On the whole, however, the setbacks in April and May are likely to be temporary. Restrictions are being lifted across the country, and COVID-19 cases and hospitalizations are falling. This would not have been possible without the extraordinary vaccine rollout in Canada. The country stands well above other G7 countries in terms of the pace of vaccinations (Chart 2), and is on track to have 75% of the eligible population fully vaccinated by the end of July. This impressive speed may even help lessen the downside risks posed by the more contagious Delta variant.
The Bank of Canada is paying close attention to these developments.
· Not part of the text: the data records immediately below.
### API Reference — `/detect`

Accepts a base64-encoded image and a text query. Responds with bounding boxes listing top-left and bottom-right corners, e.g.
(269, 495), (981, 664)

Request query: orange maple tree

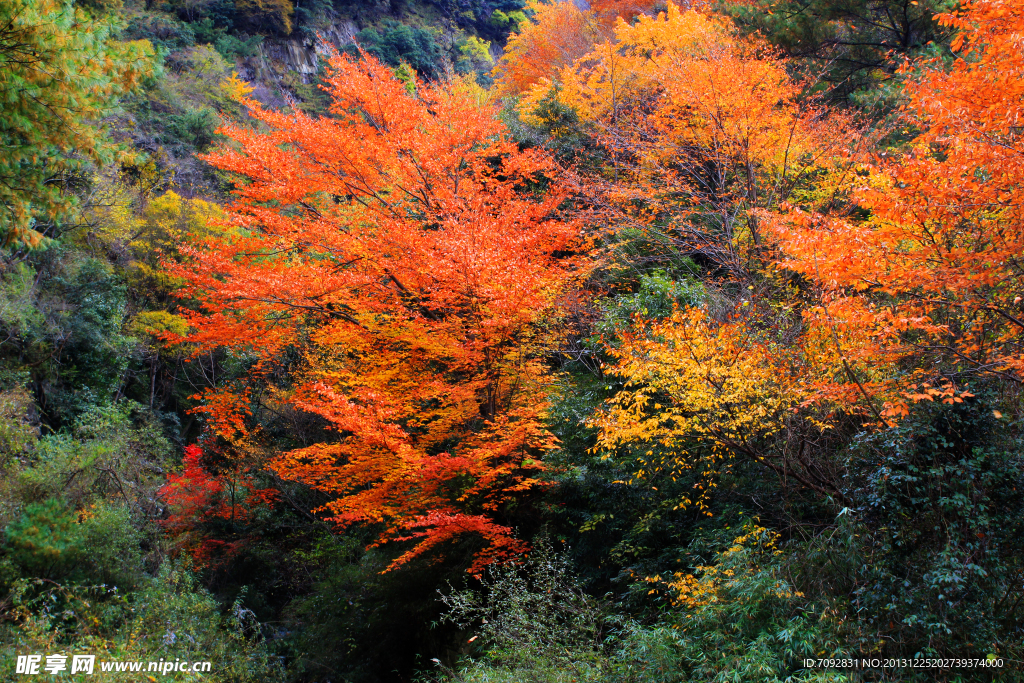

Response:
(168, 54), (579, 571)
(495, 0), (657, 95)
(774, 0), (1024, 420)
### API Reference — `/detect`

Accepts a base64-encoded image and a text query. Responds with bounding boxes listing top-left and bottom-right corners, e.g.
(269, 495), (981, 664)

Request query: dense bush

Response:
(355, 20), (443, 79)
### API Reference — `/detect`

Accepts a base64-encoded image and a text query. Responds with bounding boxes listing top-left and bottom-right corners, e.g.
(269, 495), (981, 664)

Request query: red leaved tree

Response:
(168, 55), (578, 570)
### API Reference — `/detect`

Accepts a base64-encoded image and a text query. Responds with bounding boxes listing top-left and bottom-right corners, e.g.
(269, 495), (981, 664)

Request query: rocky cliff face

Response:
(246, 19), (359, 83)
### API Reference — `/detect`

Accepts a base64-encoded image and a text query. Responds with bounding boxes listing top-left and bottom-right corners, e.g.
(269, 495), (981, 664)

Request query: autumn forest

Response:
(0, 0), (1024, 683)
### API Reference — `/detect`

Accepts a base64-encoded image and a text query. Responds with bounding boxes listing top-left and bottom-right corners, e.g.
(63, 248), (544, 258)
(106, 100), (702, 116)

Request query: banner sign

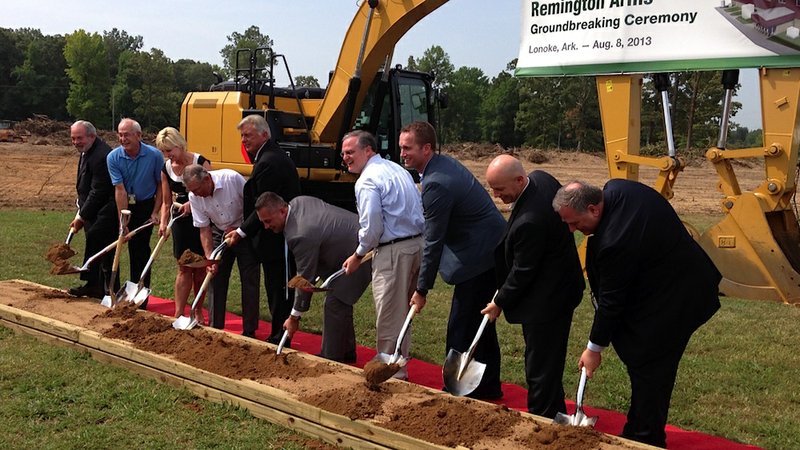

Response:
(515, 0), (800, 76)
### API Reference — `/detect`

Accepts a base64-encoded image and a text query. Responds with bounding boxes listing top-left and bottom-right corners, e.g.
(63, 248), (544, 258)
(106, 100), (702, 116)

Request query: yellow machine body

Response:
(597, 69), (800, 303)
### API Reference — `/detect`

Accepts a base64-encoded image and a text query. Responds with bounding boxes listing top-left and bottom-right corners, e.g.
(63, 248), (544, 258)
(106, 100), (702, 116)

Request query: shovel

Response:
(100, 209), (131, 308)
(172, 240), (230, 330)
(117, 210), (186, 306)
(364, 306), (417, 386)
(56, 221), (153, 275)
(275, 250), (375, 355)
(553, 367), (597, 427)
(289, 250), (375, 292)
(442, 292), (497, 397)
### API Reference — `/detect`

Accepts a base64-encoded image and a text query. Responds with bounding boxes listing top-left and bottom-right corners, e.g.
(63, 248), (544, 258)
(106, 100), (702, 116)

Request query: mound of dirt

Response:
(0, 281), (626, 450)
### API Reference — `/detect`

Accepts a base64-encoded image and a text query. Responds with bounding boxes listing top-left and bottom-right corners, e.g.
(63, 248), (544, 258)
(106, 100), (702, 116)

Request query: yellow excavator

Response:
(181, 0), (800, 303)
(180, 0), (447, 209)
(596, 68), (800, 304)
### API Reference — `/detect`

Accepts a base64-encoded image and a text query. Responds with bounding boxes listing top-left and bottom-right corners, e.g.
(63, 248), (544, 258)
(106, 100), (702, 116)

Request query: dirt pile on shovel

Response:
(44, 242), (78, 275)
(364, 359), (400, 389)
(178, 248), (206, 266)
(0, 281), (626, 450)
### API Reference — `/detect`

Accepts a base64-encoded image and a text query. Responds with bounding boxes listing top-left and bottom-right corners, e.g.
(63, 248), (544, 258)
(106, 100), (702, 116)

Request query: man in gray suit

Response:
(255, 192), (372, 363)
(400, 122), (506, 400)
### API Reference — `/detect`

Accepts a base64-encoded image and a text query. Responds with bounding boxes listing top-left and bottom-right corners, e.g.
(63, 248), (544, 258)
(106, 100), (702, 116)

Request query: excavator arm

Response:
(311, 0), (447, 143)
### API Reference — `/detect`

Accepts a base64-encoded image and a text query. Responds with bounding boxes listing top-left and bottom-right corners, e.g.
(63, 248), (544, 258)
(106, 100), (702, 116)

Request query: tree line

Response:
(0, 26), (761, 154)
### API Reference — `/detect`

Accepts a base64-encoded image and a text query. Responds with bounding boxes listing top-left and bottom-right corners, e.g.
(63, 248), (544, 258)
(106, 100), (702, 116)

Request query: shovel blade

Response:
(553, 409), (597, 427)
(442, 348), (486, 397)
(100, 295), (113, 308)
(117, 281), (139, 302)
(172, 316), (198, 330)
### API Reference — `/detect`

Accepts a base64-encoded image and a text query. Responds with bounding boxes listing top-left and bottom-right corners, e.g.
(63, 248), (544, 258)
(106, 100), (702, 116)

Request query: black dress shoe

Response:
(314, 352), (356, 364)
(67, 284), (105, 298)
(264, 333), (292, 348)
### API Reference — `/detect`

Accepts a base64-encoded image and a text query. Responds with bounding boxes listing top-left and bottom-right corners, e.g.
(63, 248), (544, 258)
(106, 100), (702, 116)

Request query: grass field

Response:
(0, 210), (800, 449)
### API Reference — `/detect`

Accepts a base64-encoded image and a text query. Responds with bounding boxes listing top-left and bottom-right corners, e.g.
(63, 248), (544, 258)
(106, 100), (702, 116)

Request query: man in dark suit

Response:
(553, 179), (721, 447)
(481, 155), (586, 418)
(255, 192), (372, 363)
(69, 120), (119, 298)
(400, 122), (506, 399)
(225, 115), (300, 344)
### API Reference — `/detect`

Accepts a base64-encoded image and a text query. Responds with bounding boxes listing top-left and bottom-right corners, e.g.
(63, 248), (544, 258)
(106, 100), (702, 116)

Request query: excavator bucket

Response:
(597, 68), (800, 303)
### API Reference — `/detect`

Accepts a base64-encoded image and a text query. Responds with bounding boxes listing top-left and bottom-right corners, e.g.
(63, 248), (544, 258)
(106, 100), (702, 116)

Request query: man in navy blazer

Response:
(400, 122), (506, 399)
(553, 179), (721, 447)
(482, 155), (586, 418)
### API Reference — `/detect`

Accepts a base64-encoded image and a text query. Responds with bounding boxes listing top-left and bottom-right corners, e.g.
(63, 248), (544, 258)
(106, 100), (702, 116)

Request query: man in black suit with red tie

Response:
(225, 115), (300, 344)
(553, 179), (721, 447)
(481, 155), (586, 418)
(69, 120), (119, 298)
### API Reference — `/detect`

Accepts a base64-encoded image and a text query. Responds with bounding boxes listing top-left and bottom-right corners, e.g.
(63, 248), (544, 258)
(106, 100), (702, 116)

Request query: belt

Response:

In a speech in early June, Deputy Governor Timothy Lane noted that the Bank’s Governing Council will monitor how the economy is responding to reopening measures, and that this will inform them on the future of monetary stimulus. Specifically, if reopening spurs a solid bounce back in economic activity, the economy will not need as much stimulus from the quantitative easing program. Assuming provinces ease restrictions as planned, the Bank could reduce the pace of asset purchases as early as July.
In terms of the overnight rate, it’ll take more than a successful reopening of the economy to force the Bank into rate hikes. Unemployment is considerably higher than what it was prior to the pandemic, and it may take several quarters for people to find new jobs. The Bank currently sees this happening sometime in the second half of 2022, and that’s probably when we’ll see the first rate hike.